Wozniak graduated from Colonia High School in Woodbridge Township, New Jersey in 2006. She was the New Jersey high school sabre champion in 2005. She went on to attend St. John's University, where she majored in biology.

==Fencing career==

Wozniak began fencing at age 9 at the Polish American Fencing School (PAFS) in Linden, New Jersey. She has trained at the Manhattan Fencing Center since high school, and her coach is Yury Gelman. She won three team medals at the Junior World Fencing Championships.

Wozniak was an Olympic alternate in the 2008 Olympic Games in Beijing but did not compete.
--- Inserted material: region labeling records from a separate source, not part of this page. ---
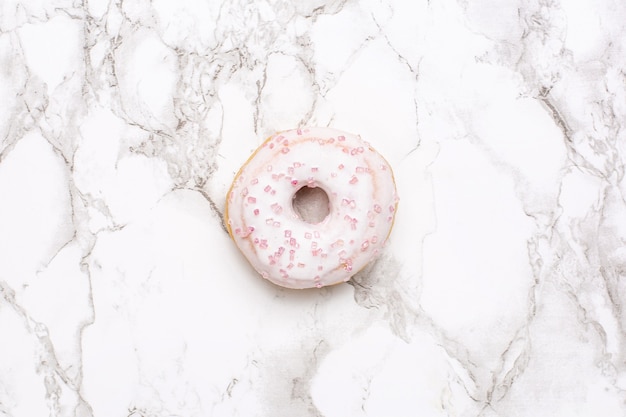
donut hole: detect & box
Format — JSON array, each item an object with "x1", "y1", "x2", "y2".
[{"x1": 292, "y1": 186, "x2": 330, "y2": 224}]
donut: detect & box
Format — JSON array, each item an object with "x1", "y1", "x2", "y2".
[{"x1": 224, "y1": 128, "x2": 398, "y2": 289}]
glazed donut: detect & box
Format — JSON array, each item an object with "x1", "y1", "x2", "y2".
[{"x1": 225, "y1": 128, "x2": 398, "y2": 288}]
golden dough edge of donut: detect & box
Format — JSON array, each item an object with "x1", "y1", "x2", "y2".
[
  {"x1": 224, "y1": 130, "x2": 274, "y2": 237},
  {"x1": 224, "y1": 128, "x2": 400, "y2": 290}
]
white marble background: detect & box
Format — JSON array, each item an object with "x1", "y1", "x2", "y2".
[{"x1": 0, "y1": 0, "x2": 626, "y2": 417}]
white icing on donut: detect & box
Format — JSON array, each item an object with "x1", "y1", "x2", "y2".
[{"x1": 226, "y1": 128, "x2": 398, "y2": 288}]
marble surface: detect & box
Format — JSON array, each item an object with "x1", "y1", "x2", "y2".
[{"x1": 0, "y1": 0, "x2": 626, "y2": 417}]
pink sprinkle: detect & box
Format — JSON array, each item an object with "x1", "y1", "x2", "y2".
[
  {"x1": 270, "y1": 203, "x2": 283, "y2": 214},
  {"x1": 330, "y1": 239, "x2": 343, "y2": 248}
]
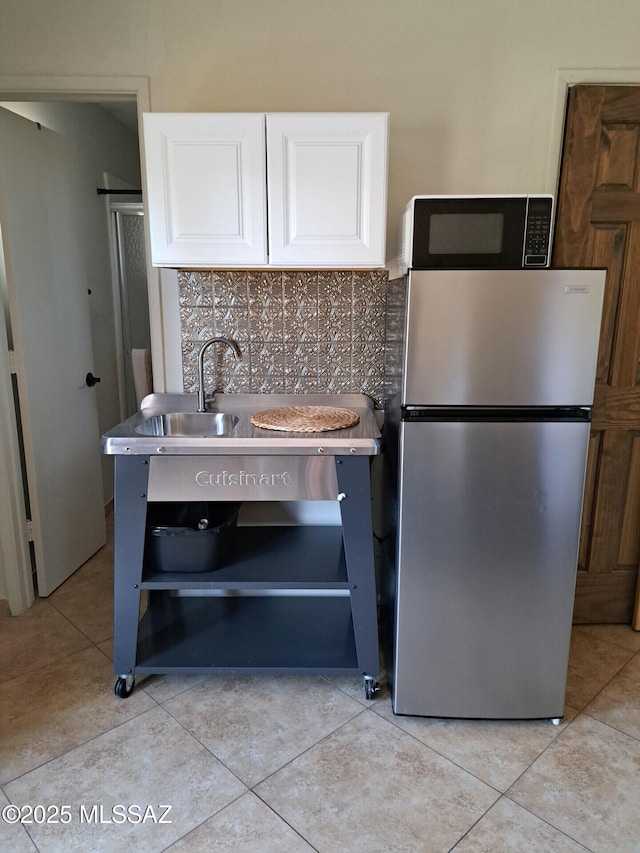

She became a full member of the U.S. team at the 2012 Olympic Games and placed eighth, losing to Sofiya Velikaya of Russia in the quarterfinals by the score of 15–13. It was later revealed that she had fenced with a partially torn Achilles tendon.

After winning bronze medals in the team competition at the 2011 World Fencing Championships, and the 2012 and 2013 Senior World Championships, Wozniak won a gold medal with Team USA in 2014.

As of the summer of 2016, she was ranked among the top 10 saber fencers in the world. She represented the United States at the 2016 Summer Olympics in Rio de Janeiro. The team won a bronze medal.

She has qualified to represent the United States in fencing at the 2020 Olympics in Tokyo in 2021.